After studying law I vectored towards journalism by accident and it's the only job I've done since. It's a job that has taken me on a private jet to Jaisalmer - where I wrote India's first feature on fractional ownership of business jets - to the badlands of west UP where India's sugar economy is inextricably now tied to politics. I'm a big fan of new business models and crafty entrepreneurs. Fortunately for me, there are plenty of those in Asia at the moment.
Insuring the rich and their riches is a tough ask. Often, it’s hard to fix the value of rare paintings and jewellery, so fixing premium is hard work. What’s more, often the HNIs don’t see the need for insurance.
Tata-AIG has decided to tackle the problem head on. Aided by the experience its parent American Insurance Group or AIG has overseas, the company has been offering policies for high-value items. The service available to a select group of customers comes bundled along with the home insurance policies. At the moment, AIG offers it in only eight countries, including the US, some European nations and the UAE.
Here’s how it works: When customers take a home insurance, the company offers some clients the option of insuring their valuables as well. In addition to painting and jewellery, they can also put down TV sets and expensive clothes.

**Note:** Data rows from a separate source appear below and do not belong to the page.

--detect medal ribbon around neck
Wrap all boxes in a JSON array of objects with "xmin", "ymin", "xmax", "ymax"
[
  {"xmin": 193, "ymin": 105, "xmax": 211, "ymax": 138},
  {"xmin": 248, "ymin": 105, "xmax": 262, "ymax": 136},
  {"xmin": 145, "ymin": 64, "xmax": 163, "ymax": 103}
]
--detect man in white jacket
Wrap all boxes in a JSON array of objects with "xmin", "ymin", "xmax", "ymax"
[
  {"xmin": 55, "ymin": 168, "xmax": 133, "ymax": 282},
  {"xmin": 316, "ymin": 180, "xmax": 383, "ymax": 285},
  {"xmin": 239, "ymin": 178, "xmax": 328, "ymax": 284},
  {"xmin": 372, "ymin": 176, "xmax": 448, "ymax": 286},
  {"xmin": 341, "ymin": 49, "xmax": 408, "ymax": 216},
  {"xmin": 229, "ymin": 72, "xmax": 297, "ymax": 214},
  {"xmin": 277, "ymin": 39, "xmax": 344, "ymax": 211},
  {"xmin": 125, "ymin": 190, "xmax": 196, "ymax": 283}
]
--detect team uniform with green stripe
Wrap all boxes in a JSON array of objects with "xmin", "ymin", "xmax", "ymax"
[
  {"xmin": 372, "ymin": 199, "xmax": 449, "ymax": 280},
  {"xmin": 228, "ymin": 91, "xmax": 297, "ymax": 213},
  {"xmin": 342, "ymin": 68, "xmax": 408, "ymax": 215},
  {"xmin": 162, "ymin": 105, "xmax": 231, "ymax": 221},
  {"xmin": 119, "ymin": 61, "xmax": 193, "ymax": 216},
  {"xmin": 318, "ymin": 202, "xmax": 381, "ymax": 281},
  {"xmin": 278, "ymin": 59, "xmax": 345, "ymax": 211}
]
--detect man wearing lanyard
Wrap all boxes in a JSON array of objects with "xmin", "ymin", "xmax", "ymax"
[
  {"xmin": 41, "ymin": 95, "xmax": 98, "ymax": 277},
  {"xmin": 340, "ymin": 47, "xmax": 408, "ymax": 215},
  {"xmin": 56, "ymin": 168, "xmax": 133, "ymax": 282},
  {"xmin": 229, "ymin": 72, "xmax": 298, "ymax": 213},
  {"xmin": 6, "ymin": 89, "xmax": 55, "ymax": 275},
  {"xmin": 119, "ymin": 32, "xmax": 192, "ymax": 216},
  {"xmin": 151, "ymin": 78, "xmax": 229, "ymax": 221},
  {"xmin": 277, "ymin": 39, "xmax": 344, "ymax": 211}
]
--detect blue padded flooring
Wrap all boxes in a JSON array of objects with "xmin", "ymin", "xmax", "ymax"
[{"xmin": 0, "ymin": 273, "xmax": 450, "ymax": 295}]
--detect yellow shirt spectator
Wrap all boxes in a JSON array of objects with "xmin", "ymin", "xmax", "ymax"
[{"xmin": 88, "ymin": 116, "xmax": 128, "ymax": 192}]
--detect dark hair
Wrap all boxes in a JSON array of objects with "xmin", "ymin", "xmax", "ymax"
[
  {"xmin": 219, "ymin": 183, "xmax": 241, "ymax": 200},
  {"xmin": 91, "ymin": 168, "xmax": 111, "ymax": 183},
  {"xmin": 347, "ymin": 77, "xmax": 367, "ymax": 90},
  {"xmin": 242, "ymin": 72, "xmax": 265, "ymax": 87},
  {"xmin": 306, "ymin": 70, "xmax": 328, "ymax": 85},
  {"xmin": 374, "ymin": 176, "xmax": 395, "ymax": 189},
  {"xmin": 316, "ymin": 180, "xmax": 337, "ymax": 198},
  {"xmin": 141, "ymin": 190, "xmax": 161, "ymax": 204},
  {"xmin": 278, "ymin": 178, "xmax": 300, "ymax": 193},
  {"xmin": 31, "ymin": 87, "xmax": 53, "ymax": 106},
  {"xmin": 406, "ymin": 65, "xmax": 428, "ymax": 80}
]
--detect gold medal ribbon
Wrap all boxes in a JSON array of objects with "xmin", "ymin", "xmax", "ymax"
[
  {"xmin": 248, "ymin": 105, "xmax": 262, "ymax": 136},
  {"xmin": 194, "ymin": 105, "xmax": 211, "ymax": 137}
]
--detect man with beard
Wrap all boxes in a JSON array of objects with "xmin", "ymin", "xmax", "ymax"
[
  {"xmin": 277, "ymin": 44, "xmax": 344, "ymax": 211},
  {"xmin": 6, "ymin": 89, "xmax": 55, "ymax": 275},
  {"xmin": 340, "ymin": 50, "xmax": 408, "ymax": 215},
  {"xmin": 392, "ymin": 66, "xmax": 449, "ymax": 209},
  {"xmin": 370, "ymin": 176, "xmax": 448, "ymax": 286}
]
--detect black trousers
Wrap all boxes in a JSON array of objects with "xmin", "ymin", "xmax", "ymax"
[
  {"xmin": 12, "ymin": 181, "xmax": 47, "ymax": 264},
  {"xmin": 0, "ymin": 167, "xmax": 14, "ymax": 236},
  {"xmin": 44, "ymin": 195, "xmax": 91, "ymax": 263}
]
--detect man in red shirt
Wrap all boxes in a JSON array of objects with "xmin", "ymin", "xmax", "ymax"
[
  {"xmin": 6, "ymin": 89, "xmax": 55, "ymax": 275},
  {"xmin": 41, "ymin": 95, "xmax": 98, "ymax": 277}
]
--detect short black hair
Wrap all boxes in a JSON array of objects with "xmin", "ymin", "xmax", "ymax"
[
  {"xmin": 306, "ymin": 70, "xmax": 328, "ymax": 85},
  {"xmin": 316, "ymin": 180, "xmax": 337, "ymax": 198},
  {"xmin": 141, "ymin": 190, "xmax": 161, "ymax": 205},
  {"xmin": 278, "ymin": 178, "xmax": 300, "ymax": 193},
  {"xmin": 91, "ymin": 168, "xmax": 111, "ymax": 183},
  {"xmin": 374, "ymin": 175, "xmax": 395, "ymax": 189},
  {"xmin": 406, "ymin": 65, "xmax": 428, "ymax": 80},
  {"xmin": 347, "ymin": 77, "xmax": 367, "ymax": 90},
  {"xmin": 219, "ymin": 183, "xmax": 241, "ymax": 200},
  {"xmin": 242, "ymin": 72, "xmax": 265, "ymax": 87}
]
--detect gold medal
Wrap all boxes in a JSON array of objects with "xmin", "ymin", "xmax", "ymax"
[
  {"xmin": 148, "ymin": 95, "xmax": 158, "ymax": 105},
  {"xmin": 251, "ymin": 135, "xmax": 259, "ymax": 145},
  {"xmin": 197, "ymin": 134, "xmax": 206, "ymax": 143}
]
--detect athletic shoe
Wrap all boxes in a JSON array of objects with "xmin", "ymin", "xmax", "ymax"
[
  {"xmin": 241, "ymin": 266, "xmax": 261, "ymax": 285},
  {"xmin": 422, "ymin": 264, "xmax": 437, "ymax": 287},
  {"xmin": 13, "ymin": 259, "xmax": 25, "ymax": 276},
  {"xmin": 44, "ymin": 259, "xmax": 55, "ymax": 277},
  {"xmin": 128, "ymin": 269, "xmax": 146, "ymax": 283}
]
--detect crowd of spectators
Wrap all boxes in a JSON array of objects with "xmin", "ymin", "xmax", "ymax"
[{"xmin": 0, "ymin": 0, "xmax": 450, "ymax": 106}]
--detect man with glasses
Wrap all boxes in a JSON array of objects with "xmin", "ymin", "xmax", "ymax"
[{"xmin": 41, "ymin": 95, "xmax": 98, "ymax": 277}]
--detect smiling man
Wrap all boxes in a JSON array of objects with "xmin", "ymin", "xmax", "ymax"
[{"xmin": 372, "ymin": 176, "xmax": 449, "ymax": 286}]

Valuations are done independently and premium fixed as a percentage of what it costs to insure the house.
The company has sold about 100 policies since 2009 and collected Rs 6.5-7 crore as premium, taking the total value of goods insured to Rs 700 crore.
According to Gopa Menon, national manager for the private client group that sells these policies, customers usually take two months of persuasion to come on board. Once they’ve signed up, the renewal rate is 100 percent. Tata-AIG is very careful about whom they offer the policy to as making it a mass-market product could result in suspicious claims.
And the most common item they receive claims for: High-end TV sets, which seem to have the highest breakdown rate.